My father worked in a small town with few 'good' jobs. This was one of them. It feels kind of inhumane to suggest it's somehow his fault for not uprooting our family every few years in order to not be exploited.

I accepted that bargain when I started working, but I would be lying if I told you I didn't suffer from far fewer ties to friends and family because of it. I've moved 8 times in the past 15 years. That makes it almost impossible to put down roots. I have a much shallower 'support system' because of it, and I've basically sacrificed part of my wellbeing on the alter 'at will' employment.


your father worked for free for 40 years? your father had a chance to negotiate for ownership of the company, but didn't. And now you expect the owner to give up a stake during a sale?

An analogy would be if you hired someone to build a deck on your home (and you paid them for the job), and then expected to get 5% of your home value when you sold it 10 years later. That is not expected in a civilized society.


Congrats, you're the second person to fail reading comprehension today, and it's less acceptable given I've already addressed this in another comment on this same thread. No where did I say I expected the owner to grant equity. My beef is laying off my father with zero notice and NO severance after 40 years of work.


No, so long as they do so independently. However if they were to collude to suppress wages, then it becomes illegal.


Colluding to set prices is illegal, for both goods and labor. It's bad for competition


> Genuine question: why does it need to be investigated? Is there a law against rich psychopaths being psychopaths with their own money?

Because if there isn't, there should be. It's not good policy to let psychopaths run amok. An investigation is the kind of thing that could get the political wheels turning against those "rich psychopaths."
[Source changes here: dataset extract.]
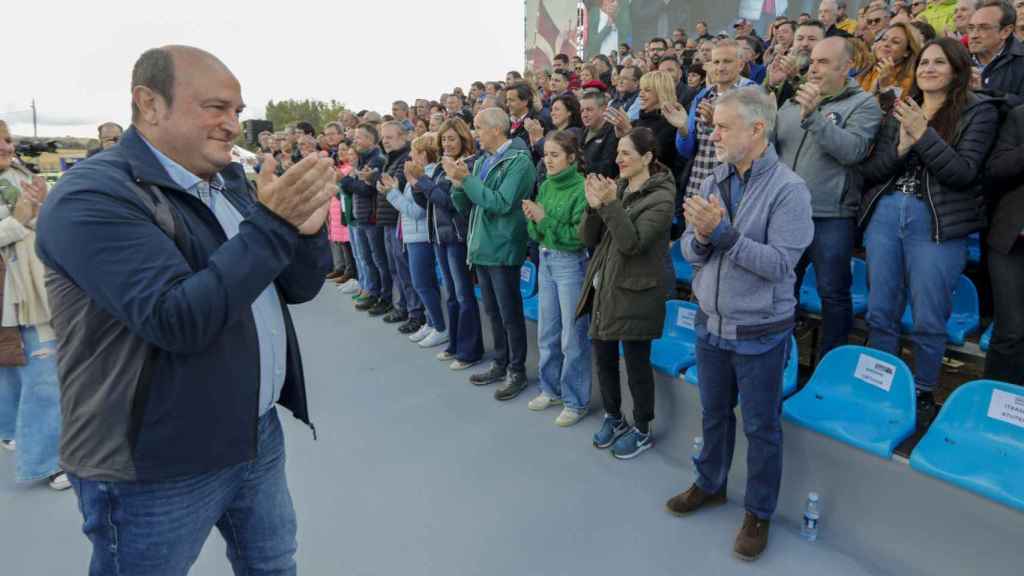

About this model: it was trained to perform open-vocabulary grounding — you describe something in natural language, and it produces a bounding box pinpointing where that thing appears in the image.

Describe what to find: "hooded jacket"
[775,80,882,218]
But I wouldn't be surprised if something like this is illegal already. It has a smell of anti-competitive collusion.


> Is there a law against rich psychopaths being psychopaths with their own money

Being an abusive psychopath should not be a protected behavior just because the behavior is driven by money.

There is something deeply wrong with our society if $$ === correct. It's not. We need to speak up and do something about the disgusting precedent this sets.